By any empirical measure, it's been one heck of a season for sex scandals.

First, the head of the International Monetary Fund, Dominique Strauss-Kahn, is yanked out of the first class cabin of an Air France flight and charged with sexually assaulting a chamber maid at the New York hotel where he'd been staying in a $3,000 a night suite.

Then, former California governor and movie star, Arnold Schwarzenegger, admits he fathered a child with his family's housekeeper of 20 years. And, by the way, that's what's behind last week's announcement of his separation from his wife, Maria Shriver.

Only a few weeks ago, Canada's relatively sedate federal election campaign was rocked by revelations that one of Prime Minister Stephen Harper's most senior advisors was involved with a former Craigslist call girl and had lobbied Cabinet ministers on files in which she had a business interest.

Not long after that, his relationship with a woman who had been deported from the U.S. on prostitution-related charges, also became public.

Last summer, the CEO of Hewlett-Packard, Paul Hurd, abruptly left the company over alleged improprieties involving a former soft-core porn actress.

Obviously, the example of Mr. Strauss-Kahn, who apparently has a well-established reputation for sexually harassing women, is extreme — not to mention criminal. However, the scandal has rekindled the debate about that fine line between personal privacy and public accountability for those in certain lines of work.
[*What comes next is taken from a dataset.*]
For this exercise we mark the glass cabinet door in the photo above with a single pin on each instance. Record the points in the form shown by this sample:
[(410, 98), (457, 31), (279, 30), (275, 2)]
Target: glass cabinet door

It's not unreasonable to hold to the line that personal relations between consenting adults are nobody else's business. Arguably, our expectations of all public figures have now been warped by the tech-enabled culture of too much information and celebrity stalking, crossing the invisible line between personal and private issues.

Unfortunately, it's not quite that easy. And the absence of really clear disclosure rules is part of the reason: publicly-held companies are legally required to disclose "material information." But does that include a CEO's penchant for cross-dressing or a health issue? As the ultimate boss of senior management, do shareholders have the right to know — and to judge — every detail about the stewards of their investment? How much scrutiny is too much?

That doesn't apply only to extra-marital affairs or DUI arrests. Apple recently came under massive criticism when it was evasive about the health problems of company founder and leader, Steve Jobs.

When the company didn't provide any comment when Mr. Jobs was clearly ill, it allowed rumours and speculation to fill the vacuum. That created uncertainty in the market and the share price was negatively affected.